Kendala ini, menjadi motivasi untuk berinovasi dan belajar kreatif dalam penanaman moderasi, dengan membangun komunitas belajar dan berduskusi untuk meningkatkan kompetesi pengetahuan mengenai moderasi beragama, bersama dengan guru-guru baik di sekolah maupun jaringan guru-gur yang memiliki visi yang sama. Usaha dalam penerapan moderasi Bergama di sekolah agar lebih cepat dipahami dan diterapkanya maka dilakukan pendekatan yang lebih intensif dengan peserta didik dan mengajak peserta didik untuk terus mengkampanyekan nilai-nilai moderasi beragama dengan membuat quotes-qoutes ajakan dalam implementasi moderasi bergama.

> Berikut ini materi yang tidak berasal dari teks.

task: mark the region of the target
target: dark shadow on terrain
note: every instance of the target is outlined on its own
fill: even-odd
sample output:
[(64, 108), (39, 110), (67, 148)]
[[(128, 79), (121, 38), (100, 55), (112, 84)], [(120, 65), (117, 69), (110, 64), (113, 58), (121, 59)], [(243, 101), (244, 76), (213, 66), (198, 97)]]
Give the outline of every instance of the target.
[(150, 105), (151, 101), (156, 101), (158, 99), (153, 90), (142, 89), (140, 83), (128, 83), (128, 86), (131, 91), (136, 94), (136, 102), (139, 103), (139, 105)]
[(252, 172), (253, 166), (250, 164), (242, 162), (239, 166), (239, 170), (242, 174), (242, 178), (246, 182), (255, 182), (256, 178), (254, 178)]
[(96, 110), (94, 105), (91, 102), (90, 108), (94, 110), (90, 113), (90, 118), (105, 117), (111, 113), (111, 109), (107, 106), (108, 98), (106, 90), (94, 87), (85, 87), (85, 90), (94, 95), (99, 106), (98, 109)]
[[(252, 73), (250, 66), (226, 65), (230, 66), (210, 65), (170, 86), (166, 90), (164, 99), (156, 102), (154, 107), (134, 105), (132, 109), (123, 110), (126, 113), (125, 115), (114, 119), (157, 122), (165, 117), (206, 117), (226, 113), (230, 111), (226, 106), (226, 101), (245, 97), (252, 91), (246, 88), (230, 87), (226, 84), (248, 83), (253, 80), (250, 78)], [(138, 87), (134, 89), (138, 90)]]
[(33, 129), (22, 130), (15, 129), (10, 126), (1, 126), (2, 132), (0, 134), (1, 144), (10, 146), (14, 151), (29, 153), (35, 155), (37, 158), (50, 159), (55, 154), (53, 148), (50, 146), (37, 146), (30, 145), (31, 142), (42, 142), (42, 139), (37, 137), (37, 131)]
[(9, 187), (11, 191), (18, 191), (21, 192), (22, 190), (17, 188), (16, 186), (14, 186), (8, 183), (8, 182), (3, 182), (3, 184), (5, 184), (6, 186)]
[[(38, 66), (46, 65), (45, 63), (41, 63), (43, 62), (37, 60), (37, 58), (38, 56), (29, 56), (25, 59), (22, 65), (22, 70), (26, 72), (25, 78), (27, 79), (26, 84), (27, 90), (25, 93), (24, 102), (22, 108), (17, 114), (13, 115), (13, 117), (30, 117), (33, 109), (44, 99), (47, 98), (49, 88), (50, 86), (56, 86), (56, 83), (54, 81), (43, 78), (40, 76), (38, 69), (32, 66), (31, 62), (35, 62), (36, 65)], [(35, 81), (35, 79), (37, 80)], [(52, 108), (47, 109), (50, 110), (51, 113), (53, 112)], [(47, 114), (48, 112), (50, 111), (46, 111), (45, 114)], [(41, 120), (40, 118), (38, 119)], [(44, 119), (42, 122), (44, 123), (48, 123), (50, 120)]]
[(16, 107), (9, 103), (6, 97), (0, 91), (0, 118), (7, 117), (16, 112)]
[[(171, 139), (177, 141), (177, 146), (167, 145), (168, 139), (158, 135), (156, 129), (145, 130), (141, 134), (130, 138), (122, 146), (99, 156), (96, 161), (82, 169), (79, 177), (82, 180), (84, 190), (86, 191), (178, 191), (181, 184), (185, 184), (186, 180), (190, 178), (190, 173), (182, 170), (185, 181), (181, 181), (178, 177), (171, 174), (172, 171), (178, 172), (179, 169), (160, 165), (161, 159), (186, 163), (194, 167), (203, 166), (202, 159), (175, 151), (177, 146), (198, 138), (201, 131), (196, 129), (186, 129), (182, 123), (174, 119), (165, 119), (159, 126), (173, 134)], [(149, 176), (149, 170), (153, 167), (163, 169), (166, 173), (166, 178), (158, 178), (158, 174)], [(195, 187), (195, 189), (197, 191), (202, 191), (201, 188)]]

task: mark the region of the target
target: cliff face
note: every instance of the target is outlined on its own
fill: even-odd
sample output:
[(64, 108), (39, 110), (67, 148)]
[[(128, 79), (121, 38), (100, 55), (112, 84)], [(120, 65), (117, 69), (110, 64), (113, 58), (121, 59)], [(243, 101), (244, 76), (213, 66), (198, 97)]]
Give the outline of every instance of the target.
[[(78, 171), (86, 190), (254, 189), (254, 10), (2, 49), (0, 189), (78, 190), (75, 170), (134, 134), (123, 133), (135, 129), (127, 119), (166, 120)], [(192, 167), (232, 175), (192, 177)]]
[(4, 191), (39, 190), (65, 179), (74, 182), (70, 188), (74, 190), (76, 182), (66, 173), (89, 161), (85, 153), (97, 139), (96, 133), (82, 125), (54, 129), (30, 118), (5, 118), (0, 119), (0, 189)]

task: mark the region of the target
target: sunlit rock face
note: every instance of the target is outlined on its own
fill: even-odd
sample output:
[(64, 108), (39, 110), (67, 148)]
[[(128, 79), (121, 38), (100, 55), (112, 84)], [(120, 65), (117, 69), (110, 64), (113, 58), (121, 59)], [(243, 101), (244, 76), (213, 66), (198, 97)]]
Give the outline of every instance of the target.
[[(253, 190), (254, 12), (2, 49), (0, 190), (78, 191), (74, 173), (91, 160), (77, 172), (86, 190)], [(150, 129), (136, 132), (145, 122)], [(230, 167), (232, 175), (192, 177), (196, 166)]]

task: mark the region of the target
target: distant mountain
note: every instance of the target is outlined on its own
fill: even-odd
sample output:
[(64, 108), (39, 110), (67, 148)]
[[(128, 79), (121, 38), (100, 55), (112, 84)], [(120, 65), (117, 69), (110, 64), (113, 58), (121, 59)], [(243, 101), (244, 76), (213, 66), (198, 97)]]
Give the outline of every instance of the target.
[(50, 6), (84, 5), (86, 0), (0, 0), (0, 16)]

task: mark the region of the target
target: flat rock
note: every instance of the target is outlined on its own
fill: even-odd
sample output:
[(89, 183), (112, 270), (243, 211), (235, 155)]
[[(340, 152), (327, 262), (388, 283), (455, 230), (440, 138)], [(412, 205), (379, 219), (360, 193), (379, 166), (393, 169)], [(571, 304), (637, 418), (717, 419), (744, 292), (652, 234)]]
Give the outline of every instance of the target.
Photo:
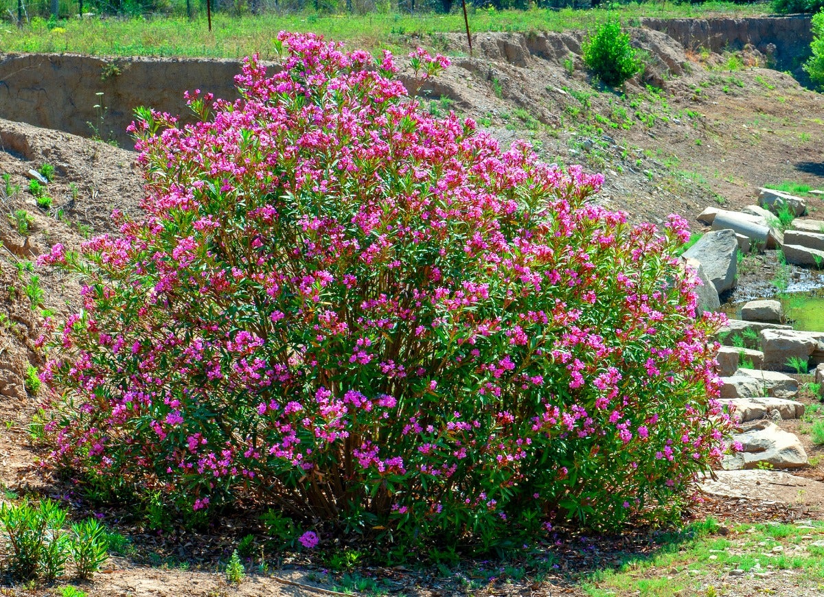
[(824, 233), (824, 220), (801, 220), (796, 218), (789, 225), (793, 230), (803, 231), (804, 232)]
[(684, 257), (697, 259), (720, 295), (735, 286), (738, 271), (738, 240), (732, 230), (707, 232), (690, 247)]
[(824, 350), (822, 337), (818, 332), (802, 332), (795, 329), (762, 329), (759, 337), (764, 352), (765, 369), (791, 371), (791, 359), (809, 361), (816, 351)]
[(695, 275), (701, 282), (701, 285), (695, 287), (694, 291), (698, 296), (698, 305), (695, 309), (695, 315), (700, 316), (705, 313), (713, 313), (721, 308), (721, 301), (719, 300), (719, 293), (715, 290), (707, 273), (705, 271), (701, 262), (692, 258), (685, 258), (684, 261), (687, 265), (695, 270)]
[(758, 398), (762, 396), (764, 386), (759, 380), (749, 375), (733, 375), (722, 377), (721, 398)]
[(800, 245), (784, 244), (781, 250), (784, 251), (784, 258), (788, 264), (814, 265), (816, 267), (818, 267), (819, 264), (824, 264), (824, 251), (817, 249), (810, 249)]
[(773, 398), (792, 398), (798, 393), (797, 380), (778, 371), (738, 367), (736, 375), (743, 375), (756, 380), (762, 389), (760, 395)]
[(719, 364), (716, 367), (718, 374), (722, 376), (729, 376), (735, 374), (742, 361), (751, 365), (754, 368), (760, 369), (764, 362), (764, 353), (760, 350), (752, 350), (751, 348), (722, 346), (719, 349), (715, 360)]
[(733, 417), (739, 422), (770, 417), (774, 411), (784, 420), (801, 418), (804, 414), (803, 404), (783, 398), (732, 398), (722, 399), (721, 403), (730, 407)]
[(800, 197), (772, 189), (759, 189), (758, 200), (771, 212), (777, 212), (782, 205), (789, 207), (794, 216), (803, 216), (807, 211), (807, 202)]
[(824, 234), (802, 230), (788, 230), (784, 233), (784, 242), (808, 249), (824, 251)]
[(719, 470), (699, 482), (705, 493), (720, 497), (824, 505), (824, 483), (777, 470)]
[(756, 224), (760, 224), (761, 226), (767, 226), (770, 219), (775, 217), (775, 214), (771, 212), (764, 209), (763, 208), (759, 208), (758, 206), (755, 207), (761, 210), (760, 213), (754, 213), (752, 212), (747, 211), (746, 209), (742, 209), (740, 212), (733, 212), (730, 209), (709, 207), (698, 214), (698, 217), (695, 219), (702, 224), (712, 226), (713, 222), (715, 222), (715, 217), (719, 214), (721, 214), (723, 216), (737, 216), (738, 217), (747, 219)]
[(742, 340), (748, 348), (761, 347), (758, 334), (763, 329), (793, 329), (792, 325), (780, 325), (779, 324), (765, 324), (759, 321), (744, 321), (743, 319), (728, 319), (727, 325), (722, 327), (718, 333), (719, 341), (726, 346), (734, 346), (736, 338)]
[(742, 307), (741, 319), (765, 324), (783, 324), (784, 310), (780, 301), (750, 301)]
[(779, 469), (798, 469), (808, 464), (798, 438), (769, 421), (749, 423), (743, 433), (733, 434), (733, 441), (740, 442), (743, 451), (724, 456), (725, 470), (755, 469), (761, 463)]

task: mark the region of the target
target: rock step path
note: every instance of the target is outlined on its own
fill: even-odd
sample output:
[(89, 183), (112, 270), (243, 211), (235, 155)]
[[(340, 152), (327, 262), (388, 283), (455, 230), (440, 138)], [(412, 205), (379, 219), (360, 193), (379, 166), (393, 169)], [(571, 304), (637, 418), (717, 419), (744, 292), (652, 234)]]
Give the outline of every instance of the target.
[(719, 497), (824, 506), (824, 483), (777, 470), (719, 470), (700, 482), (701, 491)]
[(724, 470), (756, 469), (765, 464), (776, 469), (799, 469), (809, 464), (798, 438), (770, 421), (745, 423), (743, 431), (733, 433), (732, 439), (740, 442), (743, 450), (724, 456)]
[(804, 416), (804, 405), (797, 400), (783, 398), (731, 398), (721, 399), (733, 417), (742, 423), (762, 418), (783, 421), (798, 419)]
[(729, 377), (735, 375), (742, 362), (751, 365), (754, 369), (761, 369), (764, 363), (764, 353), (751, 348), (722, 346), (715, 360), (719, 364), (716, 367), (718, 374), (722, 377)]

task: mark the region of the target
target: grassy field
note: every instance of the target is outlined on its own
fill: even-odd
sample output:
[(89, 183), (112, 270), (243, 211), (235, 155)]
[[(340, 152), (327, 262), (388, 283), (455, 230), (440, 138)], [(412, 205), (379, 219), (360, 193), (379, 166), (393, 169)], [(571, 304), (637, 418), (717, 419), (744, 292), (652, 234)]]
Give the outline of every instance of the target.
[[(733, 4), (708, 2), (675, 4), (670, 2), (630, 4), (614, 12), (627, 24), (642, 16), (735, 16), (764, 15), (768, 4)], [(552, 11), (474, 10), (470, 16), (473, 31), (557, 31), (586, 29), (605, 19), (605, 9)], [(49, 29), (41, 19), (18, 30), (11, 23), (0, 26), (3, 52), (72, 52), (107, 56), (200, 56), (239, 58), (260, 52), (272, 56), (271, 40), (279, 30), (313, 31), (372, 50), (399, 50), (413, 45), (438, 49), (440, 34), (463, 30), (463, 17), (449, 15), (400, 15), (373, 13), (363, 16), (302, 13), (231, 16), (217, 14), (212, 33), (206, 19), (181, 17), (147, 19), (87, 18), (61, 21)]]

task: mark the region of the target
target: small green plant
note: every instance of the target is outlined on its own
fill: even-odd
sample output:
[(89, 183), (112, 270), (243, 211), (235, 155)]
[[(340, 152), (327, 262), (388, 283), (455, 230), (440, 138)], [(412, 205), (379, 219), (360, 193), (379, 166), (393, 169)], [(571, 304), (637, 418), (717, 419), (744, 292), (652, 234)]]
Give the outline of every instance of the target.
[(255, 535), (247, 534), (238, 541), (237, 553), (244, 557), (251, 557), (255, 553)]
[(807, 373), (809, 363), (800, 357), (790, 357), (787, 359), (785, 365), (790, 369), (794, 369), (796, 373), (800, 375), (802, 373)]
[(40, 287), (40, 276), (35, 276), (35, 274), (29, 276), (29, 282), (26, 285), (26, 296), (31, 301), (31, 306), (37, 307), (42, 304), (45, 292)]
[(782, 203), (776, 210), (778, 216), (779, 228), (785, 231), (793, 224), (795, 219), (795, 211), (784, 203)]
[(630, 44), (630, 35), (621, 30), (620, 21), (609, 18), (596, 27), (583, 47), (583, 62), (610, 86), (621, 85), (639, 72), (644, 64)]
[(44, 185), (41, 184), (37, 180), (29, 181), (29, 193), (33, 194), (35, 197), (42, 197), (46, 192), (46, 188)]
[(229, 563), (226, 565), (226, 580), (233, 585), (240, 584), (246, 576), (246, 569), (241, 563), (241, 557), (237, 554), (237, 550), (232, 553)]
[(78, 578), (91, 578), (109, 557), (105, 528), (95, 518), (72, 525), (68, 546)]
[(66, 585), (60, 588), (60, 597), (87, 597), (84, 591), (76, 586)]
[(499, 100), (503, 99), (503, 86), (497, 78), (492, 79), (492, 91)]
[(40, 389), (40, 379), (37, 376), (37, 367), (30, 365), (26, 369), (26, 391), (35, 394)]
[(51, 500), (35, 507), (22, 504), (0, 504), (0, 526), (7, 539), (7, 563), (12, 575), (29, 580), (37, 576), (54, 578), (62, 571), (65, 557), (63, 525), (66, 512)]
[(51, 164), (44, 164), (37, 171), (40, 172), (43, 175), (43, 178), (49, 182), (54, 180), (54, 166)]
[(571, 52), (567, 58), (564, 58), (564, 68), (570, 77), (575, 72), (575, 55)]
[(824, 444), (824, 419), (818, 419), (812, 423), (810, 429), (810, 439), (816, 445)]
[(12, 220), (15, 226), (17, 228), (17, 232), (21, 236), (28, 236), (31, 225), (35, 223), (35, 218), (31, 217), (31, 214), (25, 209), (16, 209), (14, 212)]

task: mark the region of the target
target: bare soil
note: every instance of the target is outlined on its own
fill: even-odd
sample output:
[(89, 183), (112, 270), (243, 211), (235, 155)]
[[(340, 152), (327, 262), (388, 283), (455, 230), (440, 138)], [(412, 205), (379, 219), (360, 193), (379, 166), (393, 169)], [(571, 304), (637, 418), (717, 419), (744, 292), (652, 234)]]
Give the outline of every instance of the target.
[[(548, 59), (533, 54), (521, 35), (485, 34), (480, 55), (460, 58), (430, 91), (430, 110), (452, 108), (478, 119), (503, 143), (528, 138), (550, 161), (583, 162), (602, 171), (606, 184), (597, 200), (626, 210), (635, 221), (660, 222), (671, 212), (695, 217), (707, 205), (730, 208), (754, 203), (757, 188), (784, 180), (824, 188), (824, 104), (822, 96), (801, 87), (789, 75), (765, 68), (755, 50), (739, 53), (744, 66), (720, 70), (729, 57), (685, 52), (657, 32), (636, 33), (635, 42), (653, 57), (643, 77), (625, 91), (598, 87), (577, 57), (580, 35), (570, 34), (564, 51)], [(458, 38), (447, 36), (446, 49)], [(534, 45), (534, 44), (533, 44)], [(573, 68), (564, 58), (573, 53)], [(662, 91), (645, 86), (654, 83)], [(443, 96), (452, 103), (441, 100)], [(622, 111), (623, 110), (623, 111)], [(133, 152), (105, 143), (26, 124), (0, 120), (0, 173), (21, 191), (0, 193), (0, 489), (4, 498), (32, 493), (66, 501), (77, 517), (101, 515), (107, 525), (130, 538), (131, 550), (113, 557), (94, 581), (78, 585), (90, 595), (302, 595), (325, 594), (344, 582), (344, 572), (325, 570), (324, 554), (313, 562), (286, 556), (270, 573), (251, 576), (240, 586), (227, 585), (218, 573), (232, 548), (246, 533), (259, 531), (254, 510), (227, 513), (218, 527), (193, 532), (175, 529), (166, 534), (134, 521), (129, 508), (92, 506), (73, 491), (70, 479), (44, 477), (37, 460), (44, 448), (33, 442), (30, 424), (37, 420), (39, 398), (26, 389), (27, 368), (42, 364), (34, 343), (43, 321), (42, 309), (61, 316), (76, 305), (76, 280), (34, 268), (28, 262), (56, 242), (77, 247), (91, 233), (116, 234), (109, 218), (114, 208), (137, 212), (142, 196), (141, 174)], [(49, 210), (37, 207), (27, 191), (29, 169), (44, 163), (55, 167), (49, 184)], [(0, 188), (3, 183), (0, 181)], [(2, 190), (2, 189), (0, 189)], [(824, 217), (824, 203), (808, 201), (812, 217)], [(21, 233), (15, 214), (30, 217)], [(824, 217), (822, 217), (824, 219)], [(769, 255), (757, 258), (742, 278), (742, 296), (764, 296), (773, 267)], [(39, 277), (43, 303), (32, 305), (31, 276)], [(799, 277), (810, 277), (799, 271)], [(26, 287), (29, 287), (27, 292)], [(817, 399), (804, 395), (812, 403)], [(804, 422), (784, 422), (798, 432)], [(800, 433), (817, 464), (801, 472), (824, 480), (824, 448)], [(822, 457), (822, 458), (819, 458)], [(747, 500), (709, 499), (695, 506), (694, 519), (708, 514), (723, 520), (794, 520), (818, 517), (818, 511)], [(576, 575), (615, 565), (621, 554), (648, 553), (657, 547), (654, 535), (628, 533), (620, 538), (559, 535), (543, 546), (556, 562), (541, 575), (527, 566), (516, 578), (490, 562), (475, 562), (471, 571), (455, 576), (443, 571), (360, 568), (378, 579), (388, 592), (405, 595), (583, 595)], [(285, 582), (284, 582), (285, 581)], [(297, 583), (297, 585), (288, 583)], [(761, 590), (784, 594), (783, 581), (742, 579), (735, 595)], [(345, 585), (349, 588), (356, 585)], [(800, 591), (800, 590), (799, 590)], [(55, 586), (2, 585), (3, 595), (59, 595)], [(801, 592), (795, 593), (801, 595)], [(811, 593), (812, 594), (812, 593)]]

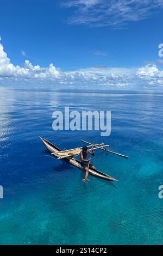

Sekolah ini berdiri pada 2009 dengan Badan hukum Yayasan Pondok Pesantren Al-Urwatul Wustha yang didirikan oleh KH. Lukmanul Hakim. Pesantren juga mengambangkan SMK Terpadu Al Urwatul Wustha pada tahun 2015. Visi Pesantren dan Satuan pendidikan ini sebagaimana cita-cita pendiriannay “Penguatan Karakter” adalah “menjadi sekolah yang kuat dalam IMTAQ, IPTEK, mulia dalam akhlak, unggul dalam prestasi”, dan disiplin. Sehingga penguatan karakter atau akhlak merupakan salah satu tujuan penting sebagaimana visi pesantren yang berlokasi di Gunung Kondang Kelurahan Mangkubumi Kecamatan Mangkubumi Kota Tasikmalaya Jawa Barat.